O prêmio de Fotografia do Ano do concurso World Press Photo 2026 foi atribuído à imagem intitulada ‘Separated by ICE’, capturada pela fotógrafa Carol Guzy para o jornal Miami Herald. A foto foi selecionada entre mais de 57 mil candidaturas enviadas por 3.747 fotógrafos de 141 países.
A imagem registra um momento angustiante no interior de um tribunal de imigração em Nova York, em 26 de agosto de 2025, quando Luis, um migrante equatoriano sem antecedentes criminais e único sustento de sua família, foi detido por agentes do Serviço de Imigração e Alfândega dos Estados Unidos (ICE). Sua esposa, Cocha, e os três filhos, de 7, 13 e 15 anos, ficaram inconsoláveis, enfrentando dificuldades financeiras e trauma emocional com a separação.
O júri destacou que a fotografia não documenta apenas um momento isolado de luto, mas prova de uma política governamental aplicada sistematicamente a imigrantes que seguem as regras impostas. A presença da câmera em edifícios federais é essencial em uma democracia, segundo os avaliadores.
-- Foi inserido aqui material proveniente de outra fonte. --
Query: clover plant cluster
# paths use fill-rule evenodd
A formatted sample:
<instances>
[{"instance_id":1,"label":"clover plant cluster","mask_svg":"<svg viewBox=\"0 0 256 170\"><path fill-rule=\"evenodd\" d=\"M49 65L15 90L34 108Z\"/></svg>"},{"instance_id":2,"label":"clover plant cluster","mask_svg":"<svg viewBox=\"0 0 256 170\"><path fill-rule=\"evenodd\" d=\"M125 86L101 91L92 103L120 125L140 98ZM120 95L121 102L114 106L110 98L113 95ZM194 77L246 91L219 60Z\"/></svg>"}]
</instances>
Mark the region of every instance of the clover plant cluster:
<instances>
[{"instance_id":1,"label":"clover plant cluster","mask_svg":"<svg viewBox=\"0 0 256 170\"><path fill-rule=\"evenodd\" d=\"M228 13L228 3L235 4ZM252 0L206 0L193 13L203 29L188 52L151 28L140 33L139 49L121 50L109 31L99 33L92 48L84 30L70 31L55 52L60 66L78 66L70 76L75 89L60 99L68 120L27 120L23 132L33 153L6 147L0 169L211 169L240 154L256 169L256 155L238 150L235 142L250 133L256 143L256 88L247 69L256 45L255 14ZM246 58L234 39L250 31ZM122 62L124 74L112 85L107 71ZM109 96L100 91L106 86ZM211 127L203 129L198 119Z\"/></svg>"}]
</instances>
Entre as outras premiadas, está ‘Aid Emergency in Gaza’, de Saber Nuraldin, da agência EPA Images, capturada em julho de 2025. A foto mostra dezenas de palestinos subindo em um caminhão de ajuda humanitária no posto de passagem de Zikim, em busca de farinha. Nuraldin, nascido em Gaza, documenta a região desde 1997. Apesar de um cessar-fogo em outubro, mais de 75% da população enfrenta fome e desnutrição, de acordo com a ONU, que registra pelo menos 2.435 palestinos mortos em locais de distribuição de ajuda entre maio e outubro.
Outra imagem distinguida é ‘The Trials of the Achi Women’, de Victor J. Blue para a revista do The New York Times. Ela retrata Paulina Ixpatá Alvarado, vítima de violência em 1983, ao lado de outras mulheres indígenas Maya Achi na porta de um tribunal em Cidade da Guatemala, em 30 de maio de 2025. Três ex-patrulheiros da Defesa Civil foram condenados a 40 anos de prisão por violação e crimes contra a humanidade. Após quatro décadas de silêncio, 36 mulheres iniciaram em 2011 uma batalha judicial de 14 anos, transformando impunidade em vitória para a justiça, em meio ao contexto de genocídio durante a guerra civil guatemalteca.